The only other credited person on “Through the Eyes of a Woman” is Emerson alumnus and freelance audio production professional Lorenzo Rossi, who designed the sound for the film. At certain points, Rossi created entire soundscapes for moments in the film that did not have audio due to camera malfunctions

“It’s an awesome experience,” Rossi said in a phone call. “I hope I get to work on more projects like this that are telling an important story and are doing so in an intimate and powerful way.”  

Rego spent a total of $2,200 on the film, which she said was a low budget for a BFA film, as they can range between $7,000–$15,000. Rego used half the budget for sound design and the other half on flights, room and board, and two camcorders. 

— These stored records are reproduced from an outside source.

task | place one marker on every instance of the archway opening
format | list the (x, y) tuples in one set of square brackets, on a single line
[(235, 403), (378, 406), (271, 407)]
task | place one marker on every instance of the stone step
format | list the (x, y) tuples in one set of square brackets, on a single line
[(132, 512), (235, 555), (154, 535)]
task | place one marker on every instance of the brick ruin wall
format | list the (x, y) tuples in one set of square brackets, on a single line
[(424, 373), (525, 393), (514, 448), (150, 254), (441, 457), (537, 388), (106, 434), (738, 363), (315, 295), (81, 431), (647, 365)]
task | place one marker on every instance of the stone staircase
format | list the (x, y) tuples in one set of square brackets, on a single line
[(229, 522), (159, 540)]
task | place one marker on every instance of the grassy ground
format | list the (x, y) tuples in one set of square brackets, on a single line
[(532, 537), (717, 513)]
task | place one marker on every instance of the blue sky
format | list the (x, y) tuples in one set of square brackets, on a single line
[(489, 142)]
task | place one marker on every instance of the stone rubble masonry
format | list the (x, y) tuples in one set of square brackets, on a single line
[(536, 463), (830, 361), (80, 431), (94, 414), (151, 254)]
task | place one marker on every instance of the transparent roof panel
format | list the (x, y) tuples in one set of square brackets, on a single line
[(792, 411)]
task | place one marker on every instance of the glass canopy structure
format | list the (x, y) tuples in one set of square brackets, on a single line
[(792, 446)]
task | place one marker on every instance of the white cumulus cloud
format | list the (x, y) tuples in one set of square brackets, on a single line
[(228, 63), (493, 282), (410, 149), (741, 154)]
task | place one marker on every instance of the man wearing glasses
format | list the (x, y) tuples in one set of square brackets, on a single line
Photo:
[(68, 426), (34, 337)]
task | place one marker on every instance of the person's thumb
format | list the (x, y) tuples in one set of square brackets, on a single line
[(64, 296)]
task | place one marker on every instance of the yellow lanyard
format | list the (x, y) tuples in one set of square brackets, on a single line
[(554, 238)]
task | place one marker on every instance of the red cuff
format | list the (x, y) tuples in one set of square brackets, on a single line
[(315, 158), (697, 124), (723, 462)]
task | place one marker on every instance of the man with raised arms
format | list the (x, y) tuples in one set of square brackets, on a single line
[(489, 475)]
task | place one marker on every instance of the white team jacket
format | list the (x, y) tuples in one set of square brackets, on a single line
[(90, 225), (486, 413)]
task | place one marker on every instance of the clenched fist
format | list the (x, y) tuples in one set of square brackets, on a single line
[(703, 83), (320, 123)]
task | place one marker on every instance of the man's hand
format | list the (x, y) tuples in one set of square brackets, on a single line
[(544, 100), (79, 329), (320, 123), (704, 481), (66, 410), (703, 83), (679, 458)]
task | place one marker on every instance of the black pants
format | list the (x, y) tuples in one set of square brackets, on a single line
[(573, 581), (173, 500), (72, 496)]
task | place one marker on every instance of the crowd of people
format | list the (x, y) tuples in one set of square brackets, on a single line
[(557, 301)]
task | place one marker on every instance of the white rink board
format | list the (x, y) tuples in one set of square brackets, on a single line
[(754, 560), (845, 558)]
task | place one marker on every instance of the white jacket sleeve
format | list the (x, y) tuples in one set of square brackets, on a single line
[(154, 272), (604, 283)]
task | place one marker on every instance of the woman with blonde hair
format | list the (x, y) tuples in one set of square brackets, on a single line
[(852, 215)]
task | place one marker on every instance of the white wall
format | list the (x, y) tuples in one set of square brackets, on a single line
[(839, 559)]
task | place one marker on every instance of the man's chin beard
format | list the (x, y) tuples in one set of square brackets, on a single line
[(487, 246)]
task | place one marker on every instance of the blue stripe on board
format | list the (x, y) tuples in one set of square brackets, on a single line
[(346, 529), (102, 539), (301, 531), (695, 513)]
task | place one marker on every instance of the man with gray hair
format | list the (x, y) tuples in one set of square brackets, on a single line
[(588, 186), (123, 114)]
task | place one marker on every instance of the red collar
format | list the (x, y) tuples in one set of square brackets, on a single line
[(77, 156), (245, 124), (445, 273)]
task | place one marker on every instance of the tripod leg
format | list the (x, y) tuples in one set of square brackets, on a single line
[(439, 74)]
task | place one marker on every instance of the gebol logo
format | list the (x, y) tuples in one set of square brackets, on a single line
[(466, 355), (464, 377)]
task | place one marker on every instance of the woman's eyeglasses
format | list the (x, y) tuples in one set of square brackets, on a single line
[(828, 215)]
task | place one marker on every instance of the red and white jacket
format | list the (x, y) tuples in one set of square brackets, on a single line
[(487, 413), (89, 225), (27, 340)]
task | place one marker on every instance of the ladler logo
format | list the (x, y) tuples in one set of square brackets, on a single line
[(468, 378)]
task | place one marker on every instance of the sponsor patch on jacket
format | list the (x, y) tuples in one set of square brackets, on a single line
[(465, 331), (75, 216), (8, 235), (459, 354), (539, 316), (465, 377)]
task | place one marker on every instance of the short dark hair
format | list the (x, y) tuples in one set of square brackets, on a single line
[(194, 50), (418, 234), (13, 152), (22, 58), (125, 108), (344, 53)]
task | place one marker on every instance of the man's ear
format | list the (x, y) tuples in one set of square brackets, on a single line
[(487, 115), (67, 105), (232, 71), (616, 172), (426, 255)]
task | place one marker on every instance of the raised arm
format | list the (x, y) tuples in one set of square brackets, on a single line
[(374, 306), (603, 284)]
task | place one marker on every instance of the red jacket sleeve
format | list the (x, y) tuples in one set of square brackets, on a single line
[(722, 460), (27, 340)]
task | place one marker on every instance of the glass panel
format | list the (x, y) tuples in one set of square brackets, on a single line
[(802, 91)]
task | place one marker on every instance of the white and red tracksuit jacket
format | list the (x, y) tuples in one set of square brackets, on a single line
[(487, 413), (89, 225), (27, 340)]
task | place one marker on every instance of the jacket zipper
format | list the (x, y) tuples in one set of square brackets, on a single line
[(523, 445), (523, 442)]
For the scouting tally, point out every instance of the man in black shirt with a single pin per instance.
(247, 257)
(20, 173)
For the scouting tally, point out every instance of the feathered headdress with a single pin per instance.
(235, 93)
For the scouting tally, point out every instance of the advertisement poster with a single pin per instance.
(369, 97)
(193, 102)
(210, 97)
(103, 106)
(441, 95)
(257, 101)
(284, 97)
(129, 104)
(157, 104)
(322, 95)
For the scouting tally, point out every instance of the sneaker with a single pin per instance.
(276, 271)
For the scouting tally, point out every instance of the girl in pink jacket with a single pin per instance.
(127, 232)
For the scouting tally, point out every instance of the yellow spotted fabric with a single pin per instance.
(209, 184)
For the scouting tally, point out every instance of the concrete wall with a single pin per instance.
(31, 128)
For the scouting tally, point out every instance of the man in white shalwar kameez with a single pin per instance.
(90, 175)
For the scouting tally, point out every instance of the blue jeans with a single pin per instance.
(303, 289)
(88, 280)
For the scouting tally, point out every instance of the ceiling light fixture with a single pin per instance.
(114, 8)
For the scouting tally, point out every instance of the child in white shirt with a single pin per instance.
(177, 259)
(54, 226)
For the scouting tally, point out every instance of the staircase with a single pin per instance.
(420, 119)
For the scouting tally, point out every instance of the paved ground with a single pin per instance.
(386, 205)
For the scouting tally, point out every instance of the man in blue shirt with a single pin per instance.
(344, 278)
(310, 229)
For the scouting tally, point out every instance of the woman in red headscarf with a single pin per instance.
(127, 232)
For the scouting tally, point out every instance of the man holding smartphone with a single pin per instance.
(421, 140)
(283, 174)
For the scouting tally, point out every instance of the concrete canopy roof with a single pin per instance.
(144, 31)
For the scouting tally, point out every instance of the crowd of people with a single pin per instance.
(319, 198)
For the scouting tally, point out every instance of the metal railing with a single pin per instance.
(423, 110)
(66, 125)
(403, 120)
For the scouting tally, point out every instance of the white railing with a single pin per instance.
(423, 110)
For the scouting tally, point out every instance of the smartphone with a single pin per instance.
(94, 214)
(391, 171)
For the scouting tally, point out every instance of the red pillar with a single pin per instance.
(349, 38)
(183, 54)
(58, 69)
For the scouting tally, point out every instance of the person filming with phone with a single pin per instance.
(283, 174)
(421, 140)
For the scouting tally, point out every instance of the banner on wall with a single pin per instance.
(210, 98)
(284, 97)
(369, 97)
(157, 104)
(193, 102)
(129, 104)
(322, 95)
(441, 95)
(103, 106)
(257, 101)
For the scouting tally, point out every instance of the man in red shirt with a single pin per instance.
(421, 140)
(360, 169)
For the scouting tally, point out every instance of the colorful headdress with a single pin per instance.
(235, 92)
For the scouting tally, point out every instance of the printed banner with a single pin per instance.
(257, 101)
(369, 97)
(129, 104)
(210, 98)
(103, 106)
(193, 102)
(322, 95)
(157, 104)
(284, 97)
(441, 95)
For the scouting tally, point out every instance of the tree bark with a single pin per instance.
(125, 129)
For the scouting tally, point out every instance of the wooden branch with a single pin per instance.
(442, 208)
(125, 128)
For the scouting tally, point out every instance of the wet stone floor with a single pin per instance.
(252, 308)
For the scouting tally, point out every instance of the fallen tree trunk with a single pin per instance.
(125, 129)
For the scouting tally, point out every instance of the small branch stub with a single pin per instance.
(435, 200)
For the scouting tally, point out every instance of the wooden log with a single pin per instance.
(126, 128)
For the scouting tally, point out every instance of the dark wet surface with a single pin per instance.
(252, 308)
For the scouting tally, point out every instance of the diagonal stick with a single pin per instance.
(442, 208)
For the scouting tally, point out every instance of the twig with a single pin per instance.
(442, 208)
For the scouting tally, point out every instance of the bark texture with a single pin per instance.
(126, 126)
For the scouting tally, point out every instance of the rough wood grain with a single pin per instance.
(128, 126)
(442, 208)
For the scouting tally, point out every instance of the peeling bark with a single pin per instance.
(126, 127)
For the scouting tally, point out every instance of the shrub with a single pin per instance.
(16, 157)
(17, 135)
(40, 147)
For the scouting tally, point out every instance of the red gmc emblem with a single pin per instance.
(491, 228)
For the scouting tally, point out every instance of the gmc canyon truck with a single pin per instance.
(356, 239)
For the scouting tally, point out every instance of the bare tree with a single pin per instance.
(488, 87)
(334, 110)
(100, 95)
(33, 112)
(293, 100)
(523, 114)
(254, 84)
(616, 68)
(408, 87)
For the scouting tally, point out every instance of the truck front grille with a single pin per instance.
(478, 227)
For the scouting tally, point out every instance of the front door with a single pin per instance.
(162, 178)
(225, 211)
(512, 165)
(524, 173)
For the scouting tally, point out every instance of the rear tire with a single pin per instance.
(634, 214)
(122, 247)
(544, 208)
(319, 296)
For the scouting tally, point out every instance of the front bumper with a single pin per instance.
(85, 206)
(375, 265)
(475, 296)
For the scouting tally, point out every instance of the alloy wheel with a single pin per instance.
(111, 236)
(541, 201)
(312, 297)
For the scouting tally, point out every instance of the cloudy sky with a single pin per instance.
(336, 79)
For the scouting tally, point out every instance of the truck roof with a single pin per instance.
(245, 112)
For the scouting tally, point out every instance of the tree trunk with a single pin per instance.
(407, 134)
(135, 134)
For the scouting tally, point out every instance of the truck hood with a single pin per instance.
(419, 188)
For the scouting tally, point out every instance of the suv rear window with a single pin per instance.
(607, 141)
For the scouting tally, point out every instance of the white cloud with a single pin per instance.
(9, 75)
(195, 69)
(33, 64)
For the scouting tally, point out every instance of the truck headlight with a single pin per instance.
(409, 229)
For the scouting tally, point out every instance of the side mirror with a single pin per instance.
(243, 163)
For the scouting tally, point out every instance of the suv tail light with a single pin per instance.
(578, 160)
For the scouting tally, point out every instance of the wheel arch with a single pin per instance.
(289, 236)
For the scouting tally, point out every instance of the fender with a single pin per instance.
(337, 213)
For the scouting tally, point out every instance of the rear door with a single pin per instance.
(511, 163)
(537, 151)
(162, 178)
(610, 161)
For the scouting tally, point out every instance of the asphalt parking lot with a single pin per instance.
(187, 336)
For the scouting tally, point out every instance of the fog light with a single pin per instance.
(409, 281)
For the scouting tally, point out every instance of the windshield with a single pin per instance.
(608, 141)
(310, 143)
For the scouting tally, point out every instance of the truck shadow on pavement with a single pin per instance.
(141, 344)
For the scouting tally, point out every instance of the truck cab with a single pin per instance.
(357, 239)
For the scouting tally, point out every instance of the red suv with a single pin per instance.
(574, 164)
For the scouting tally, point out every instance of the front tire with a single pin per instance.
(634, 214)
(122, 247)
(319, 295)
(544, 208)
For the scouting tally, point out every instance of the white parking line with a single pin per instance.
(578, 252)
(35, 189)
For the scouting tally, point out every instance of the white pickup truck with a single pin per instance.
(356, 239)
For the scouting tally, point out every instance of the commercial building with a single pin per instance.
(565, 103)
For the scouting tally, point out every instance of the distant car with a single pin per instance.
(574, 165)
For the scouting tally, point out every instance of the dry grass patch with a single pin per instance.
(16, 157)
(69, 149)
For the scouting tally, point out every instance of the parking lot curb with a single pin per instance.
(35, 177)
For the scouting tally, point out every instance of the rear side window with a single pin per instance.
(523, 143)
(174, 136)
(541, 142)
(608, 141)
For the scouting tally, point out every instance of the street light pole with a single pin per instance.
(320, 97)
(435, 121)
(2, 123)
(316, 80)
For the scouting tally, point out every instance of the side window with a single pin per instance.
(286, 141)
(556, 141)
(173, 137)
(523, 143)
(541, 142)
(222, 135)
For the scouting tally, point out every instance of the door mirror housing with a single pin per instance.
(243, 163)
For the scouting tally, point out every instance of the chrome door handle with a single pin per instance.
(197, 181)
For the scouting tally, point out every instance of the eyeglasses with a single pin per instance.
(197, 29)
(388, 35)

“Even though she didn’t have a budget, I think in her case it created a more intimate filmmaking setting, it created a strong relationship between her and the people she portrayed in her film,” Matthews said. 

The film comprises various everyday moments in bateyes 105 and 106 interlaced with recordings of Rego in an attempt to create chapters. 

“People just think that I’m making up poetic words to say as sort of a transitional phrase or something, but every single thing that I say is either things women have said to me in person in the bateyes or literal excerpts from letters that we exchanged in the preproduction phase,” Rego said. 

Rego said she wanted to make sure that her BFA was not a pity party.

“I wanted to make it clear through this location that, even though you look around and you see the rags hanging from barbed wires, you see children walking around without clothes and kids making their own food at age six, it doesn’t mean that these people need to be pitied—a lot of them would probably detest that,” Rego said.